W3C home > Mailing lists > Public > whatwg@whatwg.org > December 2008

[whatwg] Thoughts on HTML 5

From: Giovanni Campagna <scampa.giovanni@gmail.com>
Date: Thu, 18 Dec 2008 18:15:51 +0100
Message-ID: <65307430812180915n77fa6d94la9558b3b65c8a83d@mail.gmail.com>
2008/12/18 Benjamin Hawkes-Lewis <bhawkeslewis at googlemail.com>

> Perhaps (got any actual evidence about author expectations in this case?),
> but that's not a problem for tokenizer performance. You're "shifting the
> goalposts".

My comment about tokenizer performance was later. By the way, author should
not expect that invalid markup work in any particular way (in the past they
did and wrote specific markup for specific implementation)

> Anyway, if we're talking authorial expectations, ordinary authors don't
> expect
> <a href="http://example.com?foobar&baz">
> to be an unrecoverable error, but it is in XHTML.

authors didn't expect that example.com?foobar&section=1 became
example.com?foobar?ion=1 but this happened in Netscape and IE quite long ago
if they got an error, at least they knew that it was not a correct syntax
and should have been avoided, since it could lead to different results in
different browsers
(it is not valid HTML, btw)

It's not like either of these syntaxes make sense to ordinary people or were
> even intended to do so. The original authoring model for HTML was supposed
> to be "paragraph" and "anchor", mediated by some sort of vaguely WYSIWYG
> type editor, not angle-bracketed tags.

If you don't like like less-than and greater-than (it is not Unicode angle
bracket actually), publish your work in PDF or DOC. HTML stays for HyperText
Markup Language. Markup (i.e. tags) can't be removed.

A conforming browser will interpret the markup as specified by the
> specification, so there is no difference.

Yes, the fact is that the specification itself "guesses" what an average
author thinks when it writes HTML

> In practice, people find this very hard for XML and most web publishing
> systems (WordPress etc.) don't work like this even if they should.

Why do SQL injections or buffer overrun attacks happen? Because applications
don't check for input. The same for XML: you check, you're sure nobody will
try to take your site down. You don't check, that's your fault.

> Also, much of the web is ad-supported. The ads ecosystem is based around
> including markup from trusted sources. Those including the markup are
> generally not able to exert much control over the included markup, even when
> they are some of the biggest publishers on the web. Getting ads to have
> user-friendly HTML (e.g. alt attributes for image links) is nigh impossible;
> trying to get conforming HTML is a wet dream; and trying to get ads in valid
> XML is a likely to be a complete non-starter.
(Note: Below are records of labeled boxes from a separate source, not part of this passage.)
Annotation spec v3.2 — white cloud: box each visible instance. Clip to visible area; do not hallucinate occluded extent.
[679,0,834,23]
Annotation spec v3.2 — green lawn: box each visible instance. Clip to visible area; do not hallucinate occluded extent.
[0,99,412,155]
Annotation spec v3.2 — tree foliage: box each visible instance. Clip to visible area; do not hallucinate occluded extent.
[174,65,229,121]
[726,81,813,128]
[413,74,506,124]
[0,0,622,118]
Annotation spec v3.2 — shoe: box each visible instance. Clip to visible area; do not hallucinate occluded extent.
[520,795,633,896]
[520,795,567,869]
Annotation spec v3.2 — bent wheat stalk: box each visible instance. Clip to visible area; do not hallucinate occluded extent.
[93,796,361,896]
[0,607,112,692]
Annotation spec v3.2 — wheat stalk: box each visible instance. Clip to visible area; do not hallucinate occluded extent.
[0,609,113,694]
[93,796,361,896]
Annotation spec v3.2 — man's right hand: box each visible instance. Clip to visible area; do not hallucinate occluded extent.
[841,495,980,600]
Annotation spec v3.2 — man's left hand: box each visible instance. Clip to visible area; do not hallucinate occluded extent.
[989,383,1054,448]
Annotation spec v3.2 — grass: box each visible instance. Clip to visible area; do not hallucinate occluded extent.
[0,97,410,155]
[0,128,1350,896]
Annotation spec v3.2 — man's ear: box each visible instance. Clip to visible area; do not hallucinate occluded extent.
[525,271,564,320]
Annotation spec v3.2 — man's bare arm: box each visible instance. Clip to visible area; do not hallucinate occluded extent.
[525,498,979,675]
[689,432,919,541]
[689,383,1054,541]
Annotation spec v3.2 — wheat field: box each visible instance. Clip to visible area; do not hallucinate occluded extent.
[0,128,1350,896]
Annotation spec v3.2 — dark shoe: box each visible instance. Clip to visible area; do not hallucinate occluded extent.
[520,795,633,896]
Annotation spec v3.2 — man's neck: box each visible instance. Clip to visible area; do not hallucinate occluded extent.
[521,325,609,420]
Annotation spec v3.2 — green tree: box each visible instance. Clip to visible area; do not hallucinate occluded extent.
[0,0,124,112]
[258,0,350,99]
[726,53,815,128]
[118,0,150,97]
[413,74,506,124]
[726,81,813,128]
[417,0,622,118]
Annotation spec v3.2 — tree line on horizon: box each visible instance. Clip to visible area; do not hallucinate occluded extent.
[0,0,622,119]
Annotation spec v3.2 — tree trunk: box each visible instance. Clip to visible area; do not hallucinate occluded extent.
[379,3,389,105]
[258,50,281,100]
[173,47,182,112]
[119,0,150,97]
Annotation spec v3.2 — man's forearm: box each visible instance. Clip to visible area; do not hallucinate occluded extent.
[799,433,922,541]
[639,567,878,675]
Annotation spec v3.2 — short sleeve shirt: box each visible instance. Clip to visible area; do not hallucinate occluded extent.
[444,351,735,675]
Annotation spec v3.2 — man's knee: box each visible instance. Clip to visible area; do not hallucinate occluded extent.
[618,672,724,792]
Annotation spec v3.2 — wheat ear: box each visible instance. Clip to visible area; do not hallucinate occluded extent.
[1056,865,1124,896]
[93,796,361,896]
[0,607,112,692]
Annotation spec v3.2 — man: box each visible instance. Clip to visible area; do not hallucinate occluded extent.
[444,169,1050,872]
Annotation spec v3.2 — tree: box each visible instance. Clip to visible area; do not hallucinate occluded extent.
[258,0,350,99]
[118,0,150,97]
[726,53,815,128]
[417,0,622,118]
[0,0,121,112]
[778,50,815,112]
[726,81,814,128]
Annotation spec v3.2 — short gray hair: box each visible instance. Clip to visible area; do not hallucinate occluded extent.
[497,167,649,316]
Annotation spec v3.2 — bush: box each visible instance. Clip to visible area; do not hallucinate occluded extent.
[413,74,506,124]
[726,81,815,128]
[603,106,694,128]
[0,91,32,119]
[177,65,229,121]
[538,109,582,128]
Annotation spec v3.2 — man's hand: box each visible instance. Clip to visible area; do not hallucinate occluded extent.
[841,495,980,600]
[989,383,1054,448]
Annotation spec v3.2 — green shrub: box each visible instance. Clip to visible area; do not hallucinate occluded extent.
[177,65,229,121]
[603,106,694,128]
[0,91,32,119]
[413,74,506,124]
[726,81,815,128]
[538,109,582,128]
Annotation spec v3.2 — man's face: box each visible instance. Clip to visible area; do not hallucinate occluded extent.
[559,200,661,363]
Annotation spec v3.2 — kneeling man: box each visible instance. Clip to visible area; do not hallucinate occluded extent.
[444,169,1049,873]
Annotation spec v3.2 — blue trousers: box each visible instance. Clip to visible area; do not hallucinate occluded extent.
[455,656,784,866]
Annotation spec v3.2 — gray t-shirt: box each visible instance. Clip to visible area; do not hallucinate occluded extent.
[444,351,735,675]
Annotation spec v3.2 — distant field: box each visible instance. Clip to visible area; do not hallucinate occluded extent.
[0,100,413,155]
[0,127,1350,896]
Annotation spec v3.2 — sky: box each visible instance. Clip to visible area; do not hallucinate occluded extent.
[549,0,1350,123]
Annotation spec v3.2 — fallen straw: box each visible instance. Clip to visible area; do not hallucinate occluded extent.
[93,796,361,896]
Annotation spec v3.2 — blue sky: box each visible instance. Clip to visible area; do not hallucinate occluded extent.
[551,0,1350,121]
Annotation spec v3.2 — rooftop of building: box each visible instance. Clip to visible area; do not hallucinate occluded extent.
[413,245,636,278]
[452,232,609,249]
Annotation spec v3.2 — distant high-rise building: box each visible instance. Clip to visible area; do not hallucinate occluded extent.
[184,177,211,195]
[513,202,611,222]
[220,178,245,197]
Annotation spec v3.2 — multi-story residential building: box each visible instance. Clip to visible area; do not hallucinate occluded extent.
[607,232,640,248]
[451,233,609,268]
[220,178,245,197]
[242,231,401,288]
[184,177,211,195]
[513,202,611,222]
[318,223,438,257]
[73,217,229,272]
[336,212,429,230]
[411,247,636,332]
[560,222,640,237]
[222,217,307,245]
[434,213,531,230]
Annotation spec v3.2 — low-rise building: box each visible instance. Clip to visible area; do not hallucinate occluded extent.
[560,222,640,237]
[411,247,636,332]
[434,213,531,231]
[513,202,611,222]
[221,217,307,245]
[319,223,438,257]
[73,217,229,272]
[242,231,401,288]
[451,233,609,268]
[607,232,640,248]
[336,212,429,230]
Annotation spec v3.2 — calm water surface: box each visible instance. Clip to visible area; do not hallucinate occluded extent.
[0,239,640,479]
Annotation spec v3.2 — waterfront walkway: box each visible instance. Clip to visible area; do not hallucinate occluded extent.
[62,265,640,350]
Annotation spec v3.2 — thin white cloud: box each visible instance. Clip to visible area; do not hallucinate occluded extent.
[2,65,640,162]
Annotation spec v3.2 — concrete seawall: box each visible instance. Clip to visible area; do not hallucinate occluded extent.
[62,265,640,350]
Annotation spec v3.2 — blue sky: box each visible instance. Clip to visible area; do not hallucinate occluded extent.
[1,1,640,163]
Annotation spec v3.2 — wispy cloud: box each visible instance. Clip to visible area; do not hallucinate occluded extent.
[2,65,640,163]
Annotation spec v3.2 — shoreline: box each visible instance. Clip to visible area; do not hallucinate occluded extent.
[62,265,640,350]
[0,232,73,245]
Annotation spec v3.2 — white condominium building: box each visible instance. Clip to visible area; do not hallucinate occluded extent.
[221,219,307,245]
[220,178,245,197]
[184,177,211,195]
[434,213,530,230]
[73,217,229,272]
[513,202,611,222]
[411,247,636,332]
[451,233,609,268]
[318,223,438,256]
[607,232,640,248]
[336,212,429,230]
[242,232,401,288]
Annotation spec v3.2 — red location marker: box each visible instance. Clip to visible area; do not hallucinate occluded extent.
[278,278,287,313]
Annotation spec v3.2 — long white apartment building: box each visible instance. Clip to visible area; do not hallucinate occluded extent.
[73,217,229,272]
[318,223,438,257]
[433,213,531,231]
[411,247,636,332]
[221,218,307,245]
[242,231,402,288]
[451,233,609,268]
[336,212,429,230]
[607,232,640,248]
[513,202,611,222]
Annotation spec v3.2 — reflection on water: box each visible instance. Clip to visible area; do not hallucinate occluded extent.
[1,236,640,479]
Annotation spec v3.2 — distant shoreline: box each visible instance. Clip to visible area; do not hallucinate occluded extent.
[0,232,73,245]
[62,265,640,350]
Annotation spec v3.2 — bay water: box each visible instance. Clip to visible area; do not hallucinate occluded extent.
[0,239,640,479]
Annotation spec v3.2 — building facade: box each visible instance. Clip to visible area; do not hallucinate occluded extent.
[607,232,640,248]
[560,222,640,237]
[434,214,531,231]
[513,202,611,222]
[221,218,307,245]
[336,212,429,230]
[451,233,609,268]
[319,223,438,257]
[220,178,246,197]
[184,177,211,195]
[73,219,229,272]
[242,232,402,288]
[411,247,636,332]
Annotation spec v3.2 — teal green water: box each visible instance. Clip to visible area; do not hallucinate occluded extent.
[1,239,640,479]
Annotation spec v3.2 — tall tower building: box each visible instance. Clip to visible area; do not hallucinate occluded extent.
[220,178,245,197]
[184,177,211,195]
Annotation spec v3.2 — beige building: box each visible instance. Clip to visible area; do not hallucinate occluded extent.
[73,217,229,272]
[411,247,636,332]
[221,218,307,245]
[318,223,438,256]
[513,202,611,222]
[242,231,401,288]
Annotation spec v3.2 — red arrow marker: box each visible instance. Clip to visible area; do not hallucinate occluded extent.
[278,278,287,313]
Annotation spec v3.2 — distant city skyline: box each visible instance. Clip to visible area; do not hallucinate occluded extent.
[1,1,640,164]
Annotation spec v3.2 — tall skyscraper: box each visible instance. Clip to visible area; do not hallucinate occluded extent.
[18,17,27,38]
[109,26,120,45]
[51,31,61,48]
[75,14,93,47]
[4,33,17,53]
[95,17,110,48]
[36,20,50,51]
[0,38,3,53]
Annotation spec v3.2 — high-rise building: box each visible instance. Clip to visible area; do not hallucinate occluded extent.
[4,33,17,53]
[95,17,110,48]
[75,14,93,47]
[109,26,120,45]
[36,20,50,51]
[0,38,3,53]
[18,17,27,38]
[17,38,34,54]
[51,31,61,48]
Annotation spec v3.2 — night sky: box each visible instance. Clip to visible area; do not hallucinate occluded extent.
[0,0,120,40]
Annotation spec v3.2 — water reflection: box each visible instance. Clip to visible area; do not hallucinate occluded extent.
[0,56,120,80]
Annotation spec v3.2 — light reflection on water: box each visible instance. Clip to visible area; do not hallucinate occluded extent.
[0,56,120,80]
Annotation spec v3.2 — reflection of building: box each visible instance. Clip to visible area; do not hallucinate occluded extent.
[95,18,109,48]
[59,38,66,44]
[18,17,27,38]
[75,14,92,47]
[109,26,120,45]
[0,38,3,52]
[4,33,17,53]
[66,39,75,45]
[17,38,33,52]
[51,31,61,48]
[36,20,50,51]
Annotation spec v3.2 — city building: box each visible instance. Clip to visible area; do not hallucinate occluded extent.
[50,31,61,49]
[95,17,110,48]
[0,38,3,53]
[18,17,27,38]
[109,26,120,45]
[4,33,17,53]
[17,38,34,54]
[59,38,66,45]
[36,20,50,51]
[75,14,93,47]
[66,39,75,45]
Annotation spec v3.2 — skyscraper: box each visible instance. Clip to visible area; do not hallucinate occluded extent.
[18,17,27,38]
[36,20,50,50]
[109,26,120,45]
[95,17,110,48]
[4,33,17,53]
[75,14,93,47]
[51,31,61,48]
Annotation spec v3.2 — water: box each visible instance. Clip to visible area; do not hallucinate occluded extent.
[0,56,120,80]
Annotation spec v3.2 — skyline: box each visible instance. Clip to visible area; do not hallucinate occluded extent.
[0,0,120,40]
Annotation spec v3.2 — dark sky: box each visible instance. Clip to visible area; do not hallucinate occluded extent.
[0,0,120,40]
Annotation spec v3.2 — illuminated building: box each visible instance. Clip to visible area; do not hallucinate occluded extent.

Why would an ad creator
> bother, when they could choose a different partner and use their old
> text/html ads?

If ad buyer refuses to buy a non-valid-XML ad, probably the ad creator will
rewrite them.

"Probably" - got any empirical evidence for that? I don't usually report
> errors in websites I visit (even _I_ usually have other things to do with my
> time).

If any error prevents someone from correctly browsing that page, he first
reports that to web owner, then to browser creator.

>  Indeed, they would be upset. And they might even try porting it. However,
> there's little incentive for browser makers to throw information bars over
> the majority of the existing web just to assuage your desire for people to
> switch to XML. In fact, there are disincentives for browser vendors to
> include such an information bar since:

1. Users will complain about error messages about sites that have always
> worked just fine. ("I'm switching back to IE8.")

2. Users will be trained to ignore error messages since sites work just fine
> even with a finger-wagging information bar slapped across the top, which is
> a security risk.

Even persuading browser vendors to include an indication of whether a
> website is valid or not has been a non-starter for every browser except iCab
> - and even iCab has dropped that indication in the latest version.

If an user complains about a warning (not error) indication, he can disable
it (but not security errrors). On the other hand, some user will complain
with the site creator, instead of with the browser creator.

Ian was effectively asking: "Why deprecate text/html?" You appear to be
> trying to answer: "How would we deprecate text/html?" which is a different
> question (and I've indicated some problems with your suggestion above).

Sorry, I didn't understand (it looked like "we want to deprecate html but we
don't have instruments", but it didn't make much sense).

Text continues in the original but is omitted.